Jack et la mécanique du cœur : bien plus qu’un conte pour enfant …

Je l’avoue sans honte, je suis arrivée à la projo presse de Jack et la mécanique du cœur, presque complètement vierge de l’histoire et de la musique de Mathias Malzieu. Exploit avec le matraquage médiatique qui accompagne la sortie sur les écrans. C’est que ce conte musical avait fait coulé beaucoup d’encre auparavant, ainsi que l’annonce de son adaptation cinématographique par le leader de Dyonisos et Stéphane Berla chez Europacorp sous la houlette de la productrice Virginie Besson-Silla, avec comme bonne fée marraine Luc Besson. C’est donc pas pour dire, mais on l’attendait de pied ferme, ce film, dont voici la bande annonce :

Et là quelques remarques : contrairement aux clips de présentation habituellement diffusés, ces 2.22 minutes ne résument en rien l’intrigue qui est beaucoup plus riche, et ne se limite pas au film pour enfant qu’on aimerait y voir. Chacun y trouvera sa résonnance, peu importe son âge, au travers d’une atmosphère qui excède l’univers de Tim Burton pour embrasser une identité propre où se mêlent l’esthétique de Caro et Jeunet, l’ambiance de Gripari, les œuvres de Méliès, les cirques de monstres de Freaks et Elephant man, Moulin Rouge de Baz Lurhmann.

Le tout dans un design steampunk en diable, avec des moments de poésie pure comme l’expression visuelle des sentiments (Miss Acacia qui se couvre d’épines à la moindre contrariété), ou ce voyage en skate où les personnages rebondissent sur des portées musicales. Et surtout un film qu’on écoute autant qu’on le voit. Car il est ici histoire de voix, choisies avec soin et beaucoup d’à propos par un musicien féru qui convoque Jean Rochefort, Olivia Ruiz, Cali, Dani, Arthur H, Rossy de Palma, Babet, Marie Vincent, autant de tessitures qui font vivre et vibrer cette fable sur l’amour à mort, où s’enclenchent les histoires impossibles, les amours à sens uniques, et les relations avortées.

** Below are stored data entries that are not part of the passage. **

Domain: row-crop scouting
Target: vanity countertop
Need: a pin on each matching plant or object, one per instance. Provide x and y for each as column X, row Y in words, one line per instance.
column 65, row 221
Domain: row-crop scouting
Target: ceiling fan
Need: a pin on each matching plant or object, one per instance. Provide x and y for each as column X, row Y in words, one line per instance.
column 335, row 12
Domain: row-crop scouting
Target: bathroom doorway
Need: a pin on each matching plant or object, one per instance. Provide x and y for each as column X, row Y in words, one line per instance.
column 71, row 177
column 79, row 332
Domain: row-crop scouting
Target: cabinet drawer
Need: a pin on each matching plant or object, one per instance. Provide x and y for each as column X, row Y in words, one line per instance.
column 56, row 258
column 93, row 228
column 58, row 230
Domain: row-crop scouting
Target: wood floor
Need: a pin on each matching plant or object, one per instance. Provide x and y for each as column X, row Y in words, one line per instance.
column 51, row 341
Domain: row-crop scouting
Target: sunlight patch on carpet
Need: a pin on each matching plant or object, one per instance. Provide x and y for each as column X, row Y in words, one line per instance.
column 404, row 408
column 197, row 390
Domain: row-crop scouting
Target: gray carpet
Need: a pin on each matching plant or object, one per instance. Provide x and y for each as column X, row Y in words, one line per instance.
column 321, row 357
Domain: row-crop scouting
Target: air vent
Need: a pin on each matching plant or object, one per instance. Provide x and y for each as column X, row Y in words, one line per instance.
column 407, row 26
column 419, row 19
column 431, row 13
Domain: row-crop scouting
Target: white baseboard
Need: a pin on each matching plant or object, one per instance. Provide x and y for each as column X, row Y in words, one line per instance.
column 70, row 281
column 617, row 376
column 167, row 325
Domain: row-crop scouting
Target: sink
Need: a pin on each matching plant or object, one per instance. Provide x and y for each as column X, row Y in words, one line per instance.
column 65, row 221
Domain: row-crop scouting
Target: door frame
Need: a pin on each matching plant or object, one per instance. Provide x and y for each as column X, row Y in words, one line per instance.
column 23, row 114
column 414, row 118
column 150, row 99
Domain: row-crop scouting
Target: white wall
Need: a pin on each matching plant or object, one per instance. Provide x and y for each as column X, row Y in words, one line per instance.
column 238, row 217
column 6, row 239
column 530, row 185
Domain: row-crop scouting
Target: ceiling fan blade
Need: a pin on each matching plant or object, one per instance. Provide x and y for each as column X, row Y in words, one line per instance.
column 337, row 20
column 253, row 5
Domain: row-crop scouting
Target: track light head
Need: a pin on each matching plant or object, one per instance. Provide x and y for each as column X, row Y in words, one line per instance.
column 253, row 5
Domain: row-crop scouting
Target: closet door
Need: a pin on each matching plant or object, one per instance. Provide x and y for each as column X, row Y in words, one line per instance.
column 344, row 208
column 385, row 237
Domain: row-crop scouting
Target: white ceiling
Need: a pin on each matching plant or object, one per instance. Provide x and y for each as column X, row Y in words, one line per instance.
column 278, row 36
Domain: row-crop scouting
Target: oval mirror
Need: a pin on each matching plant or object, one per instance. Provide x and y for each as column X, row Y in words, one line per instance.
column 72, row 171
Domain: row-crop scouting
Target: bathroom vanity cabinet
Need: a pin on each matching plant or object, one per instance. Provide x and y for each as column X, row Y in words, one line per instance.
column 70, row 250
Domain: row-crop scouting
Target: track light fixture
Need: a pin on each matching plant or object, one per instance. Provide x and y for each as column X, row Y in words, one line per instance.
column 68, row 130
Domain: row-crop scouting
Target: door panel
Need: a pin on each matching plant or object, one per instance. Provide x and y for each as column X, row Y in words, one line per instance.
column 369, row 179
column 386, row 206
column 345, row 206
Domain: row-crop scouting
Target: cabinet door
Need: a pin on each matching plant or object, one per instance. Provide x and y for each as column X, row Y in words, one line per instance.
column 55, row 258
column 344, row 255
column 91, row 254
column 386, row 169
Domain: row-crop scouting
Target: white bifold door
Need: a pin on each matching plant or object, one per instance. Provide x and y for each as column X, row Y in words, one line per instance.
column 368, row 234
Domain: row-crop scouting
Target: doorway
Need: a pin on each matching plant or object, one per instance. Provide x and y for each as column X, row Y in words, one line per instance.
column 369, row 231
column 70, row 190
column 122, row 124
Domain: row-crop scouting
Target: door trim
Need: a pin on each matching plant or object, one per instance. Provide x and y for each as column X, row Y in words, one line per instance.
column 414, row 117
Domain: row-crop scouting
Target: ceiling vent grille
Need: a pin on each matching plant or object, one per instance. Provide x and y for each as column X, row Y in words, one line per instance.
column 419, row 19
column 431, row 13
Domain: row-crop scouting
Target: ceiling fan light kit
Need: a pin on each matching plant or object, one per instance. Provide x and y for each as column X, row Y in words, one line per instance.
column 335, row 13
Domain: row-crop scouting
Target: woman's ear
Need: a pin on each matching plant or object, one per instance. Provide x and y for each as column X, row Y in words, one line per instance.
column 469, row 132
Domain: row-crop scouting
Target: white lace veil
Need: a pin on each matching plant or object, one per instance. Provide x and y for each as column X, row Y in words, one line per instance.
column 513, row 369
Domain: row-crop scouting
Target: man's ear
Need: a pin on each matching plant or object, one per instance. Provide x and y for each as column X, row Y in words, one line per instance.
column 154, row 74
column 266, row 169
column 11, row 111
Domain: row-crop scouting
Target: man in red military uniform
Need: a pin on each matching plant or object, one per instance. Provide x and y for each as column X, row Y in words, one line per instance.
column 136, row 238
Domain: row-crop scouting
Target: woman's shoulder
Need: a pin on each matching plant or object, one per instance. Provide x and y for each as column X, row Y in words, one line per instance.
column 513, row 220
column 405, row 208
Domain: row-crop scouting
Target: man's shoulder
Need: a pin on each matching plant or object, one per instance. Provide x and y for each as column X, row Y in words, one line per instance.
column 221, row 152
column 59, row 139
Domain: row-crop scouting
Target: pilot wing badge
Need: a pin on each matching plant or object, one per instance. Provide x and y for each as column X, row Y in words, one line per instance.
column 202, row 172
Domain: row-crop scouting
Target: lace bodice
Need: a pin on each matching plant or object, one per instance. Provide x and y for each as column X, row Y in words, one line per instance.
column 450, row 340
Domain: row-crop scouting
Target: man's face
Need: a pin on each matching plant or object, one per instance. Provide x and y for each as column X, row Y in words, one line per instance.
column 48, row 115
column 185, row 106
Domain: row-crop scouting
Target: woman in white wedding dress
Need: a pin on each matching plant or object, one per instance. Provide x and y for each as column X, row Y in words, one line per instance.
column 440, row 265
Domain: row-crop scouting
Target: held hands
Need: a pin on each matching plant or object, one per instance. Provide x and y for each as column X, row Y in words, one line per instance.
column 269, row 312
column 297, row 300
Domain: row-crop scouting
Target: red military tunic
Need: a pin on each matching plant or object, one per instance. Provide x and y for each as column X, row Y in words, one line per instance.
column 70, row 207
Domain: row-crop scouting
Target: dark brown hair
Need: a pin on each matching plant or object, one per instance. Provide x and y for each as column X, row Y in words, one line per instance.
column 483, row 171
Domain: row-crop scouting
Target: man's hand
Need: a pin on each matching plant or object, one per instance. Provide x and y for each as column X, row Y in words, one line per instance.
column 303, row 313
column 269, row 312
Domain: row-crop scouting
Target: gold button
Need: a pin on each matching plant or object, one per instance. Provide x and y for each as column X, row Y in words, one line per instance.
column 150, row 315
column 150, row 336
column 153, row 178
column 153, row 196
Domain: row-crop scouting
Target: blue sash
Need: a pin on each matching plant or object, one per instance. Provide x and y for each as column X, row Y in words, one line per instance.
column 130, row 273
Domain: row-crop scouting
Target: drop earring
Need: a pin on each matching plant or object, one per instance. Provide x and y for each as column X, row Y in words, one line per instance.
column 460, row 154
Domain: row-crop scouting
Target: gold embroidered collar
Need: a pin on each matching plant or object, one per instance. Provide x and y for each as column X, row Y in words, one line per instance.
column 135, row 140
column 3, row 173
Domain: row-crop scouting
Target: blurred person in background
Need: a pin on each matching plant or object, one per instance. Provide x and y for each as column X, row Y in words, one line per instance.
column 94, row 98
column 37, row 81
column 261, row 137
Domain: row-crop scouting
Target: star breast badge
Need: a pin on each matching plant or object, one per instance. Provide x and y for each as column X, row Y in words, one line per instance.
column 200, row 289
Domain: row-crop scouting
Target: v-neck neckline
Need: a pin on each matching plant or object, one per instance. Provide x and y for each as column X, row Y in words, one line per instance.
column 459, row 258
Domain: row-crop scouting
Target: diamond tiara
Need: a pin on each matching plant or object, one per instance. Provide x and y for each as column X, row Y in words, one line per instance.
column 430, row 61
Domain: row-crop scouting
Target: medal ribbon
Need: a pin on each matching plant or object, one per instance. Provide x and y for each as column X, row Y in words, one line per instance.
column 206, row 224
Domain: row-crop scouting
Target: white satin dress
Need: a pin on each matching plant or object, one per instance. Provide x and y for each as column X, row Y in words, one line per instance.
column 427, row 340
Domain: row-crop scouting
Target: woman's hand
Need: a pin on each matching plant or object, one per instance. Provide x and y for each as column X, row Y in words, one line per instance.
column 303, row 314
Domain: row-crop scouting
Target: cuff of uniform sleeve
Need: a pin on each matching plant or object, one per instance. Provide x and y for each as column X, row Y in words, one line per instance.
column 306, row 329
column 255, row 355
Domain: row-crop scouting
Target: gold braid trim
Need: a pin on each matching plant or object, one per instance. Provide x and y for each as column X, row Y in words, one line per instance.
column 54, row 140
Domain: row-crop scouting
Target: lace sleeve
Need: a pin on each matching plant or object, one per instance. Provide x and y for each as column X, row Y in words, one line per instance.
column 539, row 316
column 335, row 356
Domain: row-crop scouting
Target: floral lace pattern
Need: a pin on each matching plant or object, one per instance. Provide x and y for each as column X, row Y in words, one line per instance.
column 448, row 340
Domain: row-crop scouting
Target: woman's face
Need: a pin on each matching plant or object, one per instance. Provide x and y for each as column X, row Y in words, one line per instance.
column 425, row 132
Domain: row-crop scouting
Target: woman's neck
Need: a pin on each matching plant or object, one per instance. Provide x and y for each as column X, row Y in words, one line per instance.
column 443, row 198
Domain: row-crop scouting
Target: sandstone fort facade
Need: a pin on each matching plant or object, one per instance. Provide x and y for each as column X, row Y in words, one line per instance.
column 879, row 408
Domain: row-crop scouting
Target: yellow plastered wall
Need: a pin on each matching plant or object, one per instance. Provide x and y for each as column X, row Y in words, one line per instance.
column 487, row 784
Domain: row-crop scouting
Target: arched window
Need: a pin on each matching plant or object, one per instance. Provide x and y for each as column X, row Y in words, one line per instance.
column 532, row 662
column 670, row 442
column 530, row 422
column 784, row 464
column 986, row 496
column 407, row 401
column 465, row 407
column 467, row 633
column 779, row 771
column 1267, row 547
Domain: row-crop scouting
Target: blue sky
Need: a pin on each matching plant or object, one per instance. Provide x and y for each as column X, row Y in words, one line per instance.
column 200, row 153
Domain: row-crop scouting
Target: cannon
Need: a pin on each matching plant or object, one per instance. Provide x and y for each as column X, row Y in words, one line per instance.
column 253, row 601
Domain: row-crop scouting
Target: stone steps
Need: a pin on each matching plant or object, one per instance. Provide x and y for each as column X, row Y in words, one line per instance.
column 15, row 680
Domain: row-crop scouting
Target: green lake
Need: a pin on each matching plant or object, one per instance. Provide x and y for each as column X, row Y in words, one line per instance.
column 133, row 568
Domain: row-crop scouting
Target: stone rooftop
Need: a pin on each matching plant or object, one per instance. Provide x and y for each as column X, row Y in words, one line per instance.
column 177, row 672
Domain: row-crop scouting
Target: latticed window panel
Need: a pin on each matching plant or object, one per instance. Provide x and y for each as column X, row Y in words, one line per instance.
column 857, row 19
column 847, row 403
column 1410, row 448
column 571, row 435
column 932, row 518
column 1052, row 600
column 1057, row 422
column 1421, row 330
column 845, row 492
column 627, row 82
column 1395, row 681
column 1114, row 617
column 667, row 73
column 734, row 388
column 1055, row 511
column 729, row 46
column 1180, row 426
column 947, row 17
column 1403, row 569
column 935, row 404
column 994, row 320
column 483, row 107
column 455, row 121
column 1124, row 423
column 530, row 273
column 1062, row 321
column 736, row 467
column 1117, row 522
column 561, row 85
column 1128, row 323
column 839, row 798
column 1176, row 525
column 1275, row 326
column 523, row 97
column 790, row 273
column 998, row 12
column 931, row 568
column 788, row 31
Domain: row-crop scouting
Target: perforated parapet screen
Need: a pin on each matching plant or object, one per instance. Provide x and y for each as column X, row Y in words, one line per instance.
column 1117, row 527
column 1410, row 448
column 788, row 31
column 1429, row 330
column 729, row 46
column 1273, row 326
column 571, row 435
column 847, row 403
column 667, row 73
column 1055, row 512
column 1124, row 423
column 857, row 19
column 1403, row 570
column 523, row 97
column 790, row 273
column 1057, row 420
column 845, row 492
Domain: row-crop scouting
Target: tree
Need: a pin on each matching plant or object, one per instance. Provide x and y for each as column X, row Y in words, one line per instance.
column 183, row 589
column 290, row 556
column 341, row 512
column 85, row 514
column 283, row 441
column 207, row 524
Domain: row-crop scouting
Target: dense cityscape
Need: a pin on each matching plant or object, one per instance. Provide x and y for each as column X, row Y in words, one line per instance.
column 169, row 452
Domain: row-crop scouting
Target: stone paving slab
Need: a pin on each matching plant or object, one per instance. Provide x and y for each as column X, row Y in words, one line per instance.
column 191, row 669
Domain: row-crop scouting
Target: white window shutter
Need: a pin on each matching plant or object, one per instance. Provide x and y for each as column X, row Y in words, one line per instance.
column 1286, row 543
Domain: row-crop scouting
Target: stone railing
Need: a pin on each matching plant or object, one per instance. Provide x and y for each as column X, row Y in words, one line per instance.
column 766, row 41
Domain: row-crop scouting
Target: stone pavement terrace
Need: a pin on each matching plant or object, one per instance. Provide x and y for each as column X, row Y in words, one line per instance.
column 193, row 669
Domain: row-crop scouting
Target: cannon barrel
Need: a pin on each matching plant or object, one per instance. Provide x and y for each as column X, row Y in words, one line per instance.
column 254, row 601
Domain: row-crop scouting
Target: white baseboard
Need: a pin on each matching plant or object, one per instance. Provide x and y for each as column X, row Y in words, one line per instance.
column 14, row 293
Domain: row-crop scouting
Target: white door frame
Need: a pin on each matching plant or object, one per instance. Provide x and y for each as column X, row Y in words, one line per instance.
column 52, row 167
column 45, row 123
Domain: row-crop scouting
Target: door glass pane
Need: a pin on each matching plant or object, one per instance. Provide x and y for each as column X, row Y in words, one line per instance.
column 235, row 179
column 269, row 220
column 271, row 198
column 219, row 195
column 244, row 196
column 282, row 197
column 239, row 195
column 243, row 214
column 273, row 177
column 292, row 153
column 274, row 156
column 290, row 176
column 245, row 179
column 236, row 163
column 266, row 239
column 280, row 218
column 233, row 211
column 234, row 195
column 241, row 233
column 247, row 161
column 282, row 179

On retiendra la diction incroyable de Grand Corps Malade et les accents d’outre tombe de Bashung dont les paroles animent le personnage de Jack l’éventreur. On retiendra surtout qu’avec Jack et la mécanique du cœur, le paysage culturel français se dote enfin d’un conte qui mêle tradition française et anglo saxonne, hybride les histoires de Perrault et les grandes épopées que sont Peter pan ou Mary Poppins. La chose mérite d’être soulignée car elle ouvre les portes à d’autres types de narration, à un imaginaire plus libre et moins moralisateur où la fantaisie est reine autant que les émotions.